Victoire de la gauche ou de la droite : comment a réagi le CAC 40 par le passé

Les Echos

La Bourse de Paris enregistre de meilleures performances sous la gauche. Mais l’écart se réduit à zéro quand on exclut les trois mois précédant les élections.

Victoire de la gauche ou de la droite : comment a réagi le CAC 40 par le passé

Les marchés préfèrent-ils la gauche ou la droite ? En fait, ils préfèrent s’abstenir… L’effondrement de 33 % de la Bourse de Paris en mai 1981 après l’élection de François Mitterrand, le plus mauvais mois de son histoire, fut un moment pénible pour les boursiers et les épargnants. Mais le premier mandat du candidat socialiste s’est traduit au bout du compte par une progression de 250 % de la Bourse française. Loin de la débâcle redoutée. Et elle s’est s’envolée de 450 % lors de son second septennat…

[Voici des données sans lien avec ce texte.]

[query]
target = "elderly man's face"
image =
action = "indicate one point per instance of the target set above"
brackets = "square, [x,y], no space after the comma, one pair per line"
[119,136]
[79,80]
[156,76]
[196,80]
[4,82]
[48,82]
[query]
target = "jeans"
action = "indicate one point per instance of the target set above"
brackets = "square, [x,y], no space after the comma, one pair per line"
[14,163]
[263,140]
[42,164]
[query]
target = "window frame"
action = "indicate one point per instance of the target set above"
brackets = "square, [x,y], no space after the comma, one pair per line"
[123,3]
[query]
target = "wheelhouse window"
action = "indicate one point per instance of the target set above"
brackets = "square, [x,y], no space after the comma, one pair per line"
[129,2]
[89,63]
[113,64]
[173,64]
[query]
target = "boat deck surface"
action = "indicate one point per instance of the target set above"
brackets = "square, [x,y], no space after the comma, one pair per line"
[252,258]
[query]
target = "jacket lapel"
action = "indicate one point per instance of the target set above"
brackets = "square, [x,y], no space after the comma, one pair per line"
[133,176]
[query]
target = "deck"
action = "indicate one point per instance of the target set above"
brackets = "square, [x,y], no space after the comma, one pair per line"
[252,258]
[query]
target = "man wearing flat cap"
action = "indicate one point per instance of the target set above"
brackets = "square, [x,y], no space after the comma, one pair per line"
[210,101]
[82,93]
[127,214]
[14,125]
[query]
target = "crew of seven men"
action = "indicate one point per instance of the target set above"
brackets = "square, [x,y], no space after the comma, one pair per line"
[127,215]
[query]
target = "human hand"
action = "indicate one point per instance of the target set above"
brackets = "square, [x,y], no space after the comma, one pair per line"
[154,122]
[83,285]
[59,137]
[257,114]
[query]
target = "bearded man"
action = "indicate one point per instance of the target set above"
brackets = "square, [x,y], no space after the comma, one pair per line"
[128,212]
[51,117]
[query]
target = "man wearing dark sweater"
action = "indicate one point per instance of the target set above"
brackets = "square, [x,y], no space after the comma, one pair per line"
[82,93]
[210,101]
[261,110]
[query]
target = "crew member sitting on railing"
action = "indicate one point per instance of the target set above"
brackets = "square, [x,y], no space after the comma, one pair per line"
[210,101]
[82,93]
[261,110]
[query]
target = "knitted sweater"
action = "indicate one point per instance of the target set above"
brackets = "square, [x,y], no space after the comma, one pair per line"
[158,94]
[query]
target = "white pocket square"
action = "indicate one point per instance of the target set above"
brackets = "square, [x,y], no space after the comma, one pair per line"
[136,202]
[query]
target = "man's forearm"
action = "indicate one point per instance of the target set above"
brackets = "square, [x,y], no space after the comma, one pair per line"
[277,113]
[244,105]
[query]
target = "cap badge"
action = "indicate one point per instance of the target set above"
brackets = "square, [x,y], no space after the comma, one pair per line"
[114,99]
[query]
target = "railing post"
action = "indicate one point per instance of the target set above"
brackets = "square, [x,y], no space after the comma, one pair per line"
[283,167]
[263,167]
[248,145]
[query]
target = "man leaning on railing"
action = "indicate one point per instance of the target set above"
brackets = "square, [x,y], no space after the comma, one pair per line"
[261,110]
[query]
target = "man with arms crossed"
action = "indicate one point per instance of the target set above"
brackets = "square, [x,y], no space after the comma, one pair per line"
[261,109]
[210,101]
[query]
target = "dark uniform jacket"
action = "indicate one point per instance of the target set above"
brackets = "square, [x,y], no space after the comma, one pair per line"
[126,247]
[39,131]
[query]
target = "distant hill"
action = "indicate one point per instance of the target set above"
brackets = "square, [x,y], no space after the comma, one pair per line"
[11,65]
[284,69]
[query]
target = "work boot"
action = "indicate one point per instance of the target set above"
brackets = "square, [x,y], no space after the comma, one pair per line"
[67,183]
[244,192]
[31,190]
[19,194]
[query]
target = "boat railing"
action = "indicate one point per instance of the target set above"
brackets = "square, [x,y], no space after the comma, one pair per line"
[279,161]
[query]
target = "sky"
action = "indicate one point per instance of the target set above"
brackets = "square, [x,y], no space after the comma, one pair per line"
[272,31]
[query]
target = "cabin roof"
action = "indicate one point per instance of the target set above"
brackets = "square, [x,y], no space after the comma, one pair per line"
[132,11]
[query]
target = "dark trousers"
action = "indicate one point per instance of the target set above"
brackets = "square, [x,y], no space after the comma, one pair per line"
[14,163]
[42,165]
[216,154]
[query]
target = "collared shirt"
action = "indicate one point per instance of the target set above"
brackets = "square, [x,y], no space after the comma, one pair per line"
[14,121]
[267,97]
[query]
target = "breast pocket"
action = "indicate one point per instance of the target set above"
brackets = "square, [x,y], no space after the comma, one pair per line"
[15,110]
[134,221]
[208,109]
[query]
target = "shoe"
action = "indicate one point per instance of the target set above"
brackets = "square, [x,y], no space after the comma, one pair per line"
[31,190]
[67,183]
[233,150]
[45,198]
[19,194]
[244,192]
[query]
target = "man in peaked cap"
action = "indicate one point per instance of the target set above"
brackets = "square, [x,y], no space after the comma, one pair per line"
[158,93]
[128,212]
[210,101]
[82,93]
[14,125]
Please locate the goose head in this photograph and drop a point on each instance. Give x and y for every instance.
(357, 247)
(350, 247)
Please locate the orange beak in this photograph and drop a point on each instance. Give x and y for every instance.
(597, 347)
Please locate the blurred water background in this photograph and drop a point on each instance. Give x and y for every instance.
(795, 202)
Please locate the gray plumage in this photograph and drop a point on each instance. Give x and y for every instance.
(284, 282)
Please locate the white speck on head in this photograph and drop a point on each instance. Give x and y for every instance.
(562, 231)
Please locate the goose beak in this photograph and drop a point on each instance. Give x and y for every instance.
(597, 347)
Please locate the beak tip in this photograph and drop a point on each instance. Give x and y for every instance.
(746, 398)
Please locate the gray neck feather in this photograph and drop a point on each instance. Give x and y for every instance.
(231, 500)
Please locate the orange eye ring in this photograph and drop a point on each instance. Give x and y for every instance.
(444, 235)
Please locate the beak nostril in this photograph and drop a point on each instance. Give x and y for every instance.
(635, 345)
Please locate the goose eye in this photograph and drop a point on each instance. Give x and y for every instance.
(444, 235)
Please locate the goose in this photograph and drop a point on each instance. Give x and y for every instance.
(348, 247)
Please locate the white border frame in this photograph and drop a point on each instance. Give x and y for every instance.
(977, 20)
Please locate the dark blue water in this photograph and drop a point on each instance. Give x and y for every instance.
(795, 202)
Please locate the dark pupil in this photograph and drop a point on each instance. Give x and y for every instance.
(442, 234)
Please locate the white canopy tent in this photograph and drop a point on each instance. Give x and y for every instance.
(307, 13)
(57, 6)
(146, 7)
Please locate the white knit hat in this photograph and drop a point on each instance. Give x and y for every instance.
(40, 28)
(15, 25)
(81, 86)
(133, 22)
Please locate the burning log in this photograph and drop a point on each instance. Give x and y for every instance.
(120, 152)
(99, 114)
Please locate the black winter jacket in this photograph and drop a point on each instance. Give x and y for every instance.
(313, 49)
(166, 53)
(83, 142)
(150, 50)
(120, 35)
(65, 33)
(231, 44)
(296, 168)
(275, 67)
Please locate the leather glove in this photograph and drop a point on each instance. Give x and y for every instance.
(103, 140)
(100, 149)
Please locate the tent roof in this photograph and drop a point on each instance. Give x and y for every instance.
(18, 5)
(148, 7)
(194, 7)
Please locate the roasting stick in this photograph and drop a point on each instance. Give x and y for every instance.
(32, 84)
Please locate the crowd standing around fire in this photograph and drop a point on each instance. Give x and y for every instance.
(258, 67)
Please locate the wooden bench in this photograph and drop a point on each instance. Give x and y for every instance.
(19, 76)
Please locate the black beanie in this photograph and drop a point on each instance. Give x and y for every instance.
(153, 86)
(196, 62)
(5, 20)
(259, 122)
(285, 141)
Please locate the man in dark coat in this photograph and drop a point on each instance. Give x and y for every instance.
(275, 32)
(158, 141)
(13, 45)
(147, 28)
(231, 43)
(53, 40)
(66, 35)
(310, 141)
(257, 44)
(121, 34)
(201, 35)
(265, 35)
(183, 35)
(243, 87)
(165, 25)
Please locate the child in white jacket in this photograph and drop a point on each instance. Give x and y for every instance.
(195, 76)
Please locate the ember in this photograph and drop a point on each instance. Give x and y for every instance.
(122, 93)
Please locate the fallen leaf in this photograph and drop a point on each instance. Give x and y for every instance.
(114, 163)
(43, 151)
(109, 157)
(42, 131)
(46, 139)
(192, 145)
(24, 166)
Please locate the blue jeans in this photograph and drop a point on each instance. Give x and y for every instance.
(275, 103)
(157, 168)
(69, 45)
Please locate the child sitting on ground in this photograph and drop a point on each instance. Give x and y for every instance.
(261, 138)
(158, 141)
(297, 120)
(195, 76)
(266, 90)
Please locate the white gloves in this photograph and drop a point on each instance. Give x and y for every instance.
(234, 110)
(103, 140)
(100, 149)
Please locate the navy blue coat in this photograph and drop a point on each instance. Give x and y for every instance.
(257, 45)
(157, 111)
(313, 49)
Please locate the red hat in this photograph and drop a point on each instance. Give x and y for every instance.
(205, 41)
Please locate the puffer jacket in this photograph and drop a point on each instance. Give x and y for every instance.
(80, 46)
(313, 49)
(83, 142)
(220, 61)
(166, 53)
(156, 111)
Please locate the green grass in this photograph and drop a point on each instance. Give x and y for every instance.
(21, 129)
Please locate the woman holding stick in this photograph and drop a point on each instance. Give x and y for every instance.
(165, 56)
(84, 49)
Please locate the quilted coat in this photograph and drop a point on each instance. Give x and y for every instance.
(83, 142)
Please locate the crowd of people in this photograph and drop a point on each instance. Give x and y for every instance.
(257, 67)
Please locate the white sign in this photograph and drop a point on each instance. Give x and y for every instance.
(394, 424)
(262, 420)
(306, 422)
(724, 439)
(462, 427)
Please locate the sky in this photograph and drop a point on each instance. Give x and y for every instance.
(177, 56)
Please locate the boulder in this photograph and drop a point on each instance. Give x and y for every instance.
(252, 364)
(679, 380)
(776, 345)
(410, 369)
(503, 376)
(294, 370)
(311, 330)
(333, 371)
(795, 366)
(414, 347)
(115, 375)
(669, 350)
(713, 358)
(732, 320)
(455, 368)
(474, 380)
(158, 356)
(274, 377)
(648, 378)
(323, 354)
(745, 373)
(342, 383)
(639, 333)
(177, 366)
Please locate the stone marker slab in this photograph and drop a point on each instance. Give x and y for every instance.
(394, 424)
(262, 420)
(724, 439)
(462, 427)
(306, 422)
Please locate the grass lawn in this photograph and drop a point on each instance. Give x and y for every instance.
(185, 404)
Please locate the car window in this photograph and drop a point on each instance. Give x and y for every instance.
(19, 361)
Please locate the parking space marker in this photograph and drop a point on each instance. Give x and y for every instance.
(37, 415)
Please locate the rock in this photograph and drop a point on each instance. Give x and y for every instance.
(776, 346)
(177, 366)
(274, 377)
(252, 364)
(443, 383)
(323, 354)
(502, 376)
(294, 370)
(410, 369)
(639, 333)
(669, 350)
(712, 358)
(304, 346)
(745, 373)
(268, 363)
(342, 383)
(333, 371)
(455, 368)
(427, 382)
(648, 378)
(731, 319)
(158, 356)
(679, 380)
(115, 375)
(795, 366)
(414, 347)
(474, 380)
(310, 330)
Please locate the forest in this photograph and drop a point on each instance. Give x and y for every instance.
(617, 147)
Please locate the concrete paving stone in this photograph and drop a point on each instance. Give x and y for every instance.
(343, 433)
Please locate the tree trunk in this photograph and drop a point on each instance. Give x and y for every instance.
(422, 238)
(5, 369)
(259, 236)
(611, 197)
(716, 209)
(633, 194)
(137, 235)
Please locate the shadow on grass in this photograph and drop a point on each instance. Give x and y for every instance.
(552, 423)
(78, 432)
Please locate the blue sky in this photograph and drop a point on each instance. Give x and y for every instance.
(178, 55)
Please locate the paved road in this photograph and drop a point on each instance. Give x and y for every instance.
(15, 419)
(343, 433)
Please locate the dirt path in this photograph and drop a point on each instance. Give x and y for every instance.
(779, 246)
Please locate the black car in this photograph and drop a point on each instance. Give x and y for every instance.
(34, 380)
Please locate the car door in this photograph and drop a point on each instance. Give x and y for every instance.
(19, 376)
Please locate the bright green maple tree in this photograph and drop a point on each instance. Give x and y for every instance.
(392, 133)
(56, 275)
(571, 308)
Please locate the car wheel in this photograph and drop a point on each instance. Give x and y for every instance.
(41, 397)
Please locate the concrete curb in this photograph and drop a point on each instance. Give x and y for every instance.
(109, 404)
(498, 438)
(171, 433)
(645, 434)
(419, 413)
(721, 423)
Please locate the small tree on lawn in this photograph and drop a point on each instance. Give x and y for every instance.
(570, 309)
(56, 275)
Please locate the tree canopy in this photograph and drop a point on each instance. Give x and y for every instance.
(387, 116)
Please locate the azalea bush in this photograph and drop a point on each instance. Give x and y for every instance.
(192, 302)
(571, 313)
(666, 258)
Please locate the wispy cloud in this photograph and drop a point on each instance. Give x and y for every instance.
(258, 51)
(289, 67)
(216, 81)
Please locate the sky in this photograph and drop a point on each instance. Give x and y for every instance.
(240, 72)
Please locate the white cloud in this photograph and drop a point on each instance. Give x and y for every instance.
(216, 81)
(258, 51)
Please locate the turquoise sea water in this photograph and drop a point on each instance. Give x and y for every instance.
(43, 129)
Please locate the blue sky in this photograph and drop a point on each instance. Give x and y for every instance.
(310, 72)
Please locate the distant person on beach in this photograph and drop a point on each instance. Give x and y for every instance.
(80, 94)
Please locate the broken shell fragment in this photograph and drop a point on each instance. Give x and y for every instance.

Des travaux (1) de David Le Bris, chercheur à BEM Bordeaux Management School, démontrent que le rendement de la Bourse est supérieur sous un gouvernement de gauche. Les actions françaises y gagnent en moyenne 5,9 % par an sur longue période (1871-2008) contre 2,12 % sous un gouvernement de droite. En termes de rendement réel, l’écart est encore plus important (4,29 %), car l’inflation est en moyenne plus forte sous la droite. Seulement, ce sont les trois derniers mois d’un gouvernement qui expliquent l’essentiel de la divergence gauche-droite. Ainsi, dans les trois derniers mois d’un gouvernement de gauche, le marché parie sur l’alternance : il anticipe (le plus souvent avec justesse) et espère une victoire de la droite et commence à progresser. Mais cette progression est « engrangée » par la gauche encore au pouvoir…

Facteur d’incertitude

A l’inverse, dans les derniers mois d’un gouvernement de droite, il commence à baisser redoutant l’arrivée de la gauche. Dans les trois mois qui précèdent l’arrivée d’un gouvernement de gauche, la Bourse cède 7,4 %, alors qu’elle augmente de 9,6 % quand la droite s’apprête à chasser la gauche du pouvoir. L’étude montre que la Bourse enregistre un rendement trois fois supérieur à ce qu’il est le reste du temps durant la première séance après la victoire et ce, quelle que soit l’orientation politique du nouveau gouvernement. C’est le signe qu’un facteur d’incertitude (risque politique) est éliminé et non pas que le « CAC 40 salue la victoire de… » tel ou tel candidat. « Le marché réagit avant le changement de gouvernement, pour être ensuite comme indifférent une fois la décision connue », explique David Le Bris. Un contexte macroéconomique plus favorable et porteur sous un gouvernement de gauche peut aussi expliquer en partie l’écart de rendement entre les 2 couleurs politiques. Mais cela n’explique que 35 % de cet écart. L’évolution des actions peut aussi n’avoir que peu de rapport avec la politique mise en oeuvre. Exemple ? Sous les sept mois du gouvernement Mendès France (1954), la Bourse française a bondi de 75 %. Seulement, la cote a été surtout tirée vers le haut grâce à la découverte par le groupe Esso du gisement pétrolier de Parentis, présenté alors comme le « Texas français ». Le cours du groupe pétrolier avait été multiplié par 10, entraînant dans son sillage les actions françaises. La meilleure performance sous la gauche n’est pas la juste compensation de davantage de risques puisque la volatilité des actions françaises y est plus faible quand elle est au pouvoir. Le rendement des dividendes est aussi plus fort (3,9 % contre 3,5 % pour la droite).